Так оно и вышло, как ни удивительно, но все же кое в чем нежданно-негаданном произошли сюрпризы…
Одним из таковых, прекрасно человеческих, словно созревших курсу эдак к четвертому в общежитских недрах, и сделался этот Афоня, хлопец из-под областного града Златоуста, обликом напоминавший не то Емелю из сказки «По щучьему велению», а не то молодого Адриано Челентано из постаревшего теперь фильма «Серафино».
Середь многоразличных открытых и закрытых населенных пунктов полузасекреченной тогда Яминщины Златоуст был лучшим, жемчужиной в самоцветах.
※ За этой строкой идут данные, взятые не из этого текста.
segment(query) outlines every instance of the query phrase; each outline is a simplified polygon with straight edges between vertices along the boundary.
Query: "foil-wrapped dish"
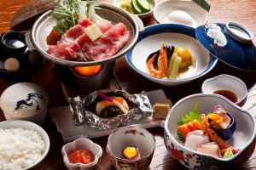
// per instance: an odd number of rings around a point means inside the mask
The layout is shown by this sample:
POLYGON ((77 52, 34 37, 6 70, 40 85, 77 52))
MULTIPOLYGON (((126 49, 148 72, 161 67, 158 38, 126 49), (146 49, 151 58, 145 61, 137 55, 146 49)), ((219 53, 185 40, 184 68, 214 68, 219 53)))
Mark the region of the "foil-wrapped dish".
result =
POLYGON ((85 97, 68 99, 73 123, 99 130, 127 126, 152 116, 145 93, 130 94, 120 90, 96 91, 85 97))

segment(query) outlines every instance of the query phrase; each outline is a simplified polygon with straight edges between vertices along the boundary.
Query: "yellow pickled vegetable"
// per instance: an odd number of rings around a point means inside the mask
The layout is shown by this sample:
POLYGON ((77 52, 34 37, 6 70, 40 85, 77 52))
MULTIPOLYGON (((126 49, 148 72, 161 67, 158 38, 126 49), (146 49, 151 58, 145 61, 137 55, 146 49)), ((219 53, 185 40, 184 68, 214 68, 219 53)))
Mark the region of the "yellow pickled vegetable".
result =
POLYGON ((179 46, 174 48, 174 53, 182 58, 179 68, 186 68, 192 65, 192 56, 188 48, 179 46))
POLYGON ((182 62, 182 58, 177 56, 175 53, 172 54, 172 57, 174 57, 174 61, 173 65, 171 66, 172 70, 168 78, 171 80, 176 80, 178 73, 178 69, 180 68, 180 65, 182 62))
POLYGON ((216 123, 220 123, 223 122, 223 116, 216 114, 216 113, 211 113, 207 115, 204 119, 203 122, 206 126, 209 127, 209 119, 211 119, 212 122, 216 122, 216 123))
POLYGON ((136 147, 126 147, 123 150, 123 155, 128 159, 132 159, 137 156, 137 151, 136 147))

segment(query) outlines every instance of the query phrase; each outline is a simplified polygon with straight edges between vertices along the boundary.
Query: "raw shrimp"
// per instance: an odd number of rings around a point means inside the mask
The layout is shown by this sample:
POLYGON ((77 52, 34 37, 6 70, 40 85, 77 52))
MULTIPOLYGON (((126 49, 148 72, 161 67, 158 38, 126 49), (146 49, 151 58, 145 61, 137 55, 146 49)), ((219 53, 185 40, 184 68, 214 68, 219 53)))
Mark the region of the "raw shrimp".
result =
POLYGON ((151 57, 151 59, 147 62, 147 67, 149 71, 150 75, 152 75, 153 76, 162 78, 166 76, 168 69, 167 50, 164 46, 164 42, 161 43, 161 49, 160 52, 160 56, 158 57, 158 69, 155 69, 154 67, 154 61, 156 57, 156 54, 153 57, 151 57))

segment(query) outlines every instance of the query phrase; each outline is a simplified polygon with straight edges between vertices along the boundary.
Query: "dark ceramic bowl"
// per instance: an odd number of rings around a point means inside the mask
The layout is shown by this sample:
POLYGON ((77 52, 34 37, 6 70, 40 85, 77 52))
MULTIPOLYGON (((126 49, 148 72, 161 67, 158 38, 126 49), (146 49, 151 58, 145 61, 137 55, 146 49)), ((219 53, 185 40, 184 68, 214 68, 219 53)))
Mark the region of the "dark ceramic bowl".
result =
POLYGON ((13 54, 20 54, 25 52, 27 46, 25 42, 25 35, 18 31, 6 32, 1 37, 3 48, 13 54))
POLYGON ((228 116, 231 118, 231 124, 230 126, 226 128, 226 129, 215 129, 213 128, 213 130, 220 136, 222 137, 224 140, 228 140, 232 138, 233 133, 236 131, 236 120, 234 119, 234 117, 232 116, 231 114, 227 113, 228 116))
POLYGON ((96 75, 82 76, 73 71, 73 67, 55 65, 61 81, 68 88, 78 89, 79 93, 90 93, 105 88, 111 81, 115 62, 106 63, 96 75))

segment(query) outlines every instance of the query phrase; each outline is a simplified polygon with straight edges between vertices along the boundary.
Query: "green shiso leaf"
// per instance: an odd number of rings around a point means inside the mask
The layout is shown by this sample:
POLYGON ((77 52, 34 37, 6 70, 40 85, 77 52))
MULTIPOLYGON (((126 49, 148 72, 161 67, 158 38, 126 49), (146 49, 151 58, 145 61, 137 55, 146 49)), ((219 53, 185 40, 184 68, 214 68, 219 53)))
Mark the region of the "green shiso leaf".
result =
POLYGON ((183 125, 193 120, 197 120, 199 122, 201 122, 201 115, 198 112, 198 103, 195 104, 193 111, 189 111, 181 117, 177 124, 183 125))

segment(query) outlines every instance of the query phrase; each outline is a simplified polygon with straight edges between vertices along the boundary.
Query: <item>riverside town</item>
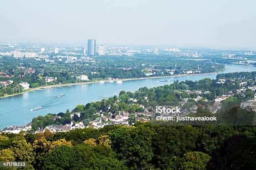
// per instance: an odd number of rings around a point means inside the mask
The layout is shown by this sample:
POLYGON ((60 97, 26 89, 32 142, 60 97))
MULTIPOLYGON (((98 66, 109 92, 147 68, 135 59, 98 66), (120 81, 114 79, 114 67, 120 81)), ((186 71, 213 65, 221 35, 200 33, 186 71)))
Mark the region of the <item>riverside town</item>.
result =
POLYGON ((217 118, 215 116, 212 117, 208 117, 206 116, 203 117, 191 117, 189 116, 185 117, 176 117, 174 116, 168 116, 167 117, 161 117, 157 116, 156 118, 156 120, 167 120, 167 121, 217 121, 217 118), (176 120, 175 120, 175 119, 176 120))
POLYGON ((256 170, 256 1, 0 7, 0 170, 256 170))

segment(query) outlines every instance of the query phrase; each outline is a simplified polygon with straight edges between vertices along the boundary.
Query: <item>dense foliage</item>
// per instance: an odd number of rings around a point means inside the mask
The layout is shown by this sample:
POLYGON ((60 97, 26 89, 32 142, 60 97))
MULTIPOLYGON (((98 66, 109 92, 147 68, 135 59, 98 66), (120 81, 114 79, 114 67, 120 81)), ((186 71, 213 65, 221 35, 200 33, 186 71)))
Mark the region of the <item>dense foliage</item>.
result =
POLYGON ((30 168, 44 170, 254 170, 256 134, 255 127, 139 122, 55 134, 2 134, 0 160, 26 160, 30 168))

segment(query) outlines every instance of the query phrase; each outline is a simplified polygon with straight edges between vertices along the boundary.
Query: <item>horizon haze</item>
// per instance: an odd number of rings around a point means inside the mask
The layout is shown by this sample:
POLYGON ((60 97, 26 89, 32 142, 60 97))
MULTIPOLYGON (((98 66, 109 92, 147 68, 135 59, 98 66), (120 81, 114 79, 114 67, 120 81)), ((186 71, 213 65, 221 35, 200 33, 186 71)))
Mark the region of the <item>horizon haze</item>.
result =
POLYGON ((1 42, 256 47, 256 1, 0 2, 1 42))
Он, как Рим, располагался на семи природных холмах разделяющего континенты Урала, и зимой, когда приводилось всходить либо спускаться по натоптанным, не везде присыпанным золой с песочком тропам, чтобы не подскользнуться, не покатиться вместе с поклажею вниз, требовалась уйма кропотливого вниманья, трудной беспотачной сносливости.
Возможно, поэтому да еще, как подозревал я, потому, что у Златоуста имелся отдельно особенный ангел-хранитель, жили там по преимуществу чистосердечные люди.
К примеру, Афоня, благодаря лосиной силе своей и провинциально-таежной интуиции, однажды провел институтскую тургруппу чрез непроходимо гиблое болото, а к ночи, в отсыревшей тесной палатке, он же, Афоня Хамза, поделился с товарищами и невозможной, фантастическою его мечтой.
«Э-эх, – сказал с простодушием, с шумным протягом вздоха, – сюда бы счас Надюшкины руки!..»
И это как-то тоже добавило в общий котел и приварок.